In January, the Governor of Florida announced a $130 million investment to continue work on restoring the Everglades and South Florida’s ecosystem. In a news release, Scott said that the 2014 budget request “will fund critical projects that will improve water quality for families and businesses that rely on these natural treasures. These dollars will go towards improving water quality, mitigating impacts of Lake Okeechobee’s discharges on our estuaries and diverting more fresh water south to help restore the Everglades.”
The proposed investment includes $40 million to speed up completion of the C-44 Stormwater Treatment Areas for Martin and St. Lucie Counties.
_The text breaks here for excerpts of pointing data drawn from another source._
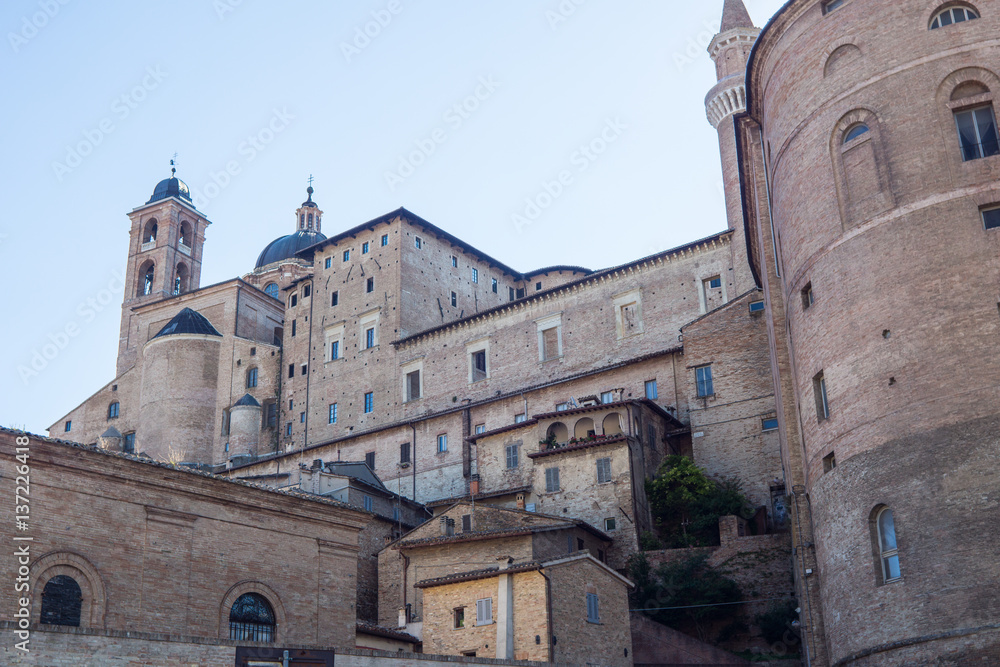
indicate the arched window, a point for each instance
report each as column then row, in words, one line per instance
column 62, row 601
column 252, row 619
column 855, row 132
column 885, row 545
column 946, row 17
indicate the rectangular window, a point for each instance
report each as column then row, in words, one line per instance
column 413, row 385
column 822, row 403
column 512, row 458
column 977, row 132
column 551, row 480
column 484, row 611
column 593, row 613
column 651, row 390
column 703, row 375
column 603, row 470
column 479, row 366
column 991, row 218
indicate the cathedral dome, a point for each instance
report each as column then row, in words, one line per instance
column 285, row 247
column 170, row 187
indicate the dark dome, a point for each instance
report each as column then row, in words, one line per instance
column 170, row 187
column 286, row 246
column 188, row 321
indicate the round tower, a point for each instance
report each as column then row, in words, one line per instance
column 872, row 171
column 180, row 371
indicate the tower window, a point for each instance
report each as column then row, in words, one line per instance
column 952, row 15
column 977, row 132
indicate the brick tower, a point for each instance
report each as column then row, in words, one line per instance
column 164, row 257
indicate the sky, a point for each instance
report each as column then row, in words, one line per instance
column 466, row 113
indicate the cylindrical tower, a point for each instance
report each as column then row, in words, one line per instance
column 180, row 371
column 872, row 171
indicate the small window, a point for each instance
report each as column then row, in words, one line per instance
column 603, row 470
column 977, row 132
column 484, row 611
column 551, row 480
column 991, row 218
column 952, row 15
column 593, row 613
column 855, row 132
column 651, row 392
column 703, row 376
column 413, row 385
column 479, row 366
column 822, row 402
column 512, row 456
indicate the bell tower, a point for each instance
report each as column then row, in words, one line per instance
column 730, row 50
column 164, row 257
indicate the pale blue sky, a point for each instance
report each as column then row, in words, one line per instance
column 126, row 84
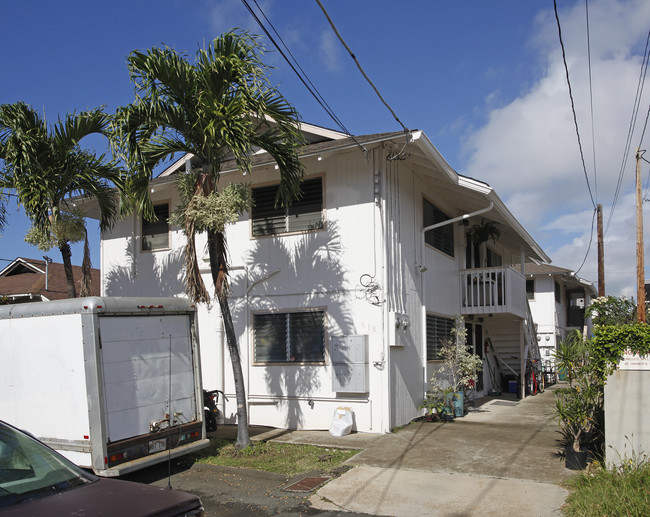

Also, $30 million for a three year installment for the Tamiami Trail project, which will allow water to flow south into the Everglades and $32 million in recurring funding as part of the Everglades Water Quality Restoration Plan and funds to complete the Kissimmee river restoration project, which will store and clean water heading into Lake Okeechobee.
The day before the Governor made the announcement on the proposed Everglades funding he rolled out a $55 million funding plan for restoration and protection of Florida’s springs.
The recommendation dedicates $25 million in funding for water quantity and quality protection and restoration projects. The benefits of these projects would be to reduce and eliminate nutrient impacts and ensure the proper flow to the springs. Alternative water supply development in critical springs areas will receive $25 million to help protect spring flow. Finally, a $5 million dollar allocation to the Florida Department of Agriculture and consumer Services will help agricultural operations increase water conservation in their irrigation practices and deploy more efficient fertilization practices.
Earlier this month, citing the up and down funding for conservation projects, a coalition of environmental groups announced that they had obtained enough signatures to place a constitutional amendment on the 2014 ballot in Florida that would dedicate a consistent amount of funding each year to the Everglades and other environmental projects.